The Court could gain control of the Internet by preventing the United Nation's move to take control from the U.S. The decision could be based on the origin of the Internet, which was our Defense Department's Arpanet. They could enlist the self-importance of military command and control by playing on their equal contempt for Congress and the presidency. They could easily re-direct greed and power by consolidating corporations under the table. And move to co-opt the Congress and the presidency into puppets of the Court.
The Court could polish off the legal coup by deciding cases wildly popular with the people, with such things as finding income tax and the IRS unconstitutional, limiting taxes to a ten percent tithing, bringing all the military home and reducing its size, closing our borders, nationalizing healthcare with social security, and nationalizing police to crush crime, gangs and terrorism, including social and political activism... And they could write a new constitution in the process, creating a society governed by "tribunalism," with federal courts governing the United States, state courts governing the states, and local councils of lawyers governing cities and counties.
Impossible? Consider what is really going on in each of the areas described above, how the courts are involved, and how vulnerable we are... then think about it again... IT, or something like it but less extreme, could happen...

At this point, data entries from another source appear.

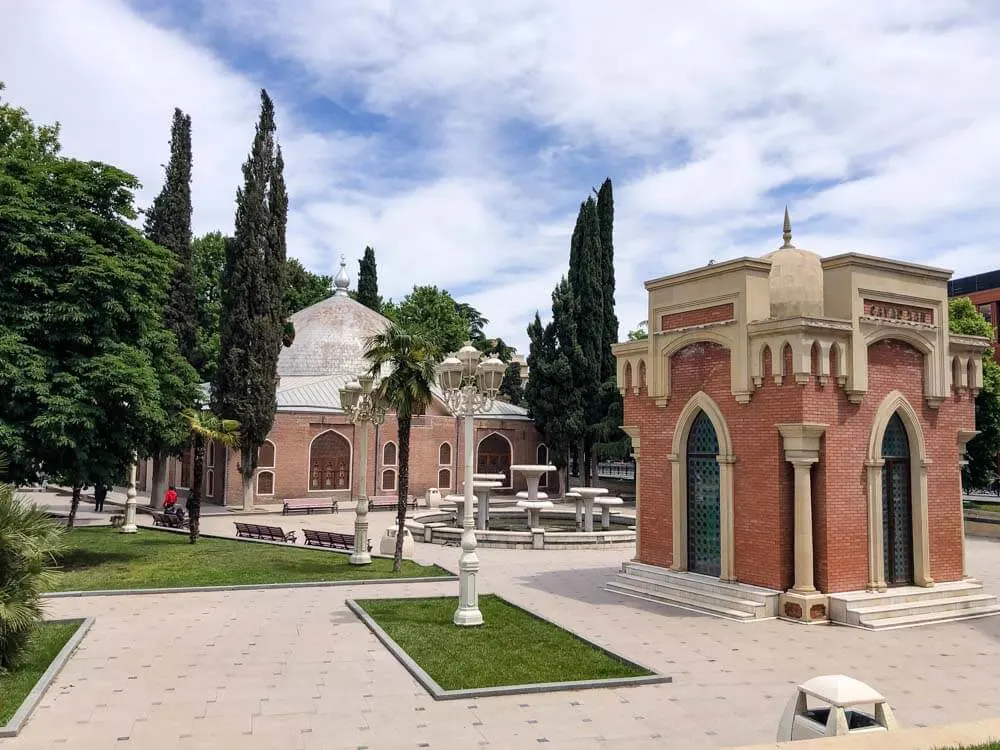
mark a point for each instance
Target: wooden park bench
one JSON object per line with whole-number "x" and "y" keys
{"x": 309, "y": 504}
{"x": 267, "y": 533}
{"x": 331, "y": 539}
{"x": 169, "y": 520}
{"x": 389, "y": 502}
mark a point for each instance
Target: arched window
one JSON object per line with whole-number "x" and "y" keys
{"x": 444, "y": 479}
{"x": 389, "y": 454}
{"x": 265, "y": 456}
{"x": 495, "y": 455}
{"x": 542, "y": 456}
{"x": 389, "y": 480}
{"x": 265, "y": 483}
{"x": 329, "y": 462}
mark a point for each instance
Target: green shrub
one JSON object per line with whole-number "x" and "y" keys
{"x": 29, "y": 539}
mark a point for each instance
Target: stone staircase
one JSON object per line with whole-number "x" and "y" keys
{"x": 698, "y": 593}
{"x": 913, "y": 605}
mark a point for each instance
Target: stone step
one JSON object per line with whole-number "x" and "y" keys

Men in Black author, Mark Levin aptly put forward a solution to the Supreme Court "abusing and subverting its constitutional role." He proposed a constitutional amendment limiting Supreme Court justices and federal judges to fixed terms, and another "constitutional amendment limiting the Supreme Court's judicial review power by establishing a legislative veto over Court decisions -- perhaps a two-thirds vote of both houses," similar to a "congressional override of a presidential veto."
However, the common sense solution would be to control government with a jury of the people and a lot more democracy. This is still America and our freedom is not lost. We can either continue to let it slip away, or we can help ourselves with a constitutional amendment establishing a form of direct democracy, with secure voting networks connected to voters' homes, wherein all elections and government would be nonpartisan, with elected professional government managers instead of professional politicians. Truthfully informed voters would be able to communicate with each other and their elected representatives to decide matters of taxation and public policy. Each of us is in the position to decide what is best for us as individuals. And with fully informed direct democracy on our side, we could certainly trust the collective judgment of our fellow citizens to decide what is best for all of us. It's certainly worth a try, before it's too late...
Indeed, as Thomas Jefferson said, "I know of no safe depository of the ultimate powers of the society but the people themselves; and if we think them not enlightened enough to exercise their control with a wholesome discretion, the remedy is not to take it away from them, but to inform their discretion."